RE: https:// mastodon.social/@kornel/116394 628325980197 Really good here to move away from t
| Source: Mastodon | Original article
A thread on Mastodon sparked fresh debate about the next leap in AI‑driven software development after Kornel Korneliuk posted a “Coding Black Mirror” scenario on 13 April. He asked followers to imagine large language models (LLMs) that could generate tens of thousands of tokens per second, effectively rewriting an entire codebase on every keystroke. The post quickly gathered reactions from developers, AI researchers and industry observers, who warned that such speed would turn LLMs into “sloppy devs” whose output would need exhaustive human review, while also hinting at a radical shift in how software is built and consumed.
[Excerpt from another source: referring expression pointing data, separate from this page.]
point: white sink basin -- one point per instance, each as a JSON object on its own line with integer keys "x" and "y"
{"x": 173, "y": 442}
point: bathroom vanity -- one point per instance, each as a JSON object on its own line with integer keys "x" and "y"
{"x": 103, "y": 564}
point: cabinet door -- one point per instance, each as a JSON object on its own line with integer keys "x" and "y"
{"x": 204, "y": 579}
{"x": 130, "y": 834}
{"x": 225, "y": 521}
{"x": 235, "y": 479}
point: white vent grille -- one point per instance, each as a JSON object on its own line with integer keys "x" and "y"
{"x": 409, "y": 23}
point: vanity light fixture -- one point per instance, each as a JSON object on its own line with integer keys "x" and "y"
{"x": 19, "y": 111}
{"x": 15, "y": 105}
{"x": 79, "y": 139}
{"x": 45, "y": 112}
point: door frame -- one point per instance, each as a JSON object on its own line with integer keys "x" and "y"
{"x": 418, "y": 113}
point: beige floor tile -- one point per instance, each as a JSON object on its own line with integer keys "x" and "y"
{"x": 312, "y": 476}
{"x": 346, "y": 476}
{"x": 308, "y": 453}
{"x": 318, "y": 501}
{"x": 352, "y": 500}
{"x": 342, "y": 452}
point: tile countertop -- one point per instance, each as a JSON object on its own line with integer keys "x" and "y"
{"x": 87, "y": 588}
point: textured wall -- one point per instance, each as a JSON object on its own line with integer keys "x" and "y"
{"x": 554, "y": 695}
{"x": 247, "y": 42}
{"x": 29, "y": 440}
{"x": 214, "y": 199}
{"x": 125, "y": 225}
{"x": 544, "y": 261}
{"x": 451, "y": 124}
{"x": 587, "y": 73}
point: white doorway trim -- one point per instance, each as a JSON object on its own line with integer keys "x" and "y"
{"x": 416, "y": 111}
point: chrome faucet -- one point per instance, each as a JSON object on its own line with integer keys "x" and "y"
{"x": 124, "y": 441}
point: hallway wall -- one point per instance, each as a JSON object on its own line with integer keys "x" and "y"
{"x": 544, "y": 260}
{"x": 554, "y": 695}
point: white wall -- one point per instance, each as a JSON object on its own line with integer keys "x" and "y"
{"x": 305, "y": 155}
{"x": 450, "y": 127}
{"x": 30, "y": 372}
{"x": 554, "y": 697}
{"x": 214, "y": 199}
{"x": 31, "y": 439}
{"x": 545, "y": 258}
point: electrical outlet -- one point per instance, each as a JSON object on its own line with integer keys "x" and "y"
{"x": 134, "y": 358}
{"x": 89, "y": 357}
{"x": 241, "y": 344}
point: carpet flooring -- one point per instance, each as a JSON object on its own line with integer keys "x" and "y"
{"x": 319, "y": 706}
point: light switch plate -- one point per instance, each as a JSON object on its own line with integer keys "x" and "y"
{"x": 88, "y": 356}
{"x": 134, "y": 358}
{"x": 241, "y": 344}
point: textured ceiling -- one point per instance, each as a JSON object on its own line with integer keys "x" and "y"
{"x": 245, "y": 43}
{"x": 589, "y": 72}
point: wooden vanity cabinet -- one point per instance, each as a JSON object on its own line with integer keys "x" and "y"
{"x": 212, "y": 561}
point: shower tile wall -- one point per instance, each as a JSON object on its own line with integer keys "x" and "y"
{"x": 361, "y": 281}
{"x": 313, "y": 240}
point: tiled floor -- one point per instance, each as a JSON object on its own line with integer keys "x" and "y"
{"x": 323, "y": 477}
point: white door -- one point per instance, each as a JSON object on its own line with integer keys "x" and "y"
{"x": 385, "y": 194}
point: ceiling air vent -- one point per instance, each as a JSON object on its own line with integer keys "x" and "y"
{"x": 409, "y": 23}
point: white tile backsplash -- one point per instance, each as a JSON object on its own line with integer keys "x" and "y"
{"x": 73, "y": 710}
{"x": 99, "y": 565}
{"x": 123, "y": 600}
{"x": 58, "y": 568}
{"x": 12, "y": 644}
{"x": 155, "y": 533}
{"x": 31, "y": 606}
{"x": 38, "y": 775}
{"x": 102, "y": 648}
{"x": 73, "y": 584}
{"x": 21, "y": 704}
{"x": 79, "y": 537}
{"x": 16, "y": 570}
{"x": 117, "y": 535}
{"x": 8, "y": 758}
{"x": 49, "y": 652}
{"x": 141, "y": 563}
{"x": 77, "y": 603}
The conversation matters because it foregrounds a tension that is already emerging: LLMs are beginning to industrialise content consumption—mass‑producing documentation, tutorials and code snippets—while the tools that developers use to apply that content risk becoming de‑industrialised, i.e., less structured and more chaotic. Kornel’s speculation builds on the performance gains announced just days earlier when Google unveiled Gemini 3.1 Pro, a model whose inference throughput is more than twice that of its predecessor. Faster inference lowers the barrier to real‑time code synthesis, making the “rewrite‑on‑type” vision technically plausible within the next year.
What to watch next is whether major AI vendors will deliberately throttle generation speed to preserve code quality, or whether new safety layers—such as Anthropic’s Claude Code, recently standardised across ARI’s engineering teams—will become the default guardrails. Industry analysts will also monitor early adopters experimenting with ultra‑fast code assistants in integrated development environments, looking for signs of productivity gains versus error proliferation. If the Mastodon discussion translates into concrete product roadmaps, the balance between speed and reliability could reshape software engineering pipelines across the Nordics and beyond.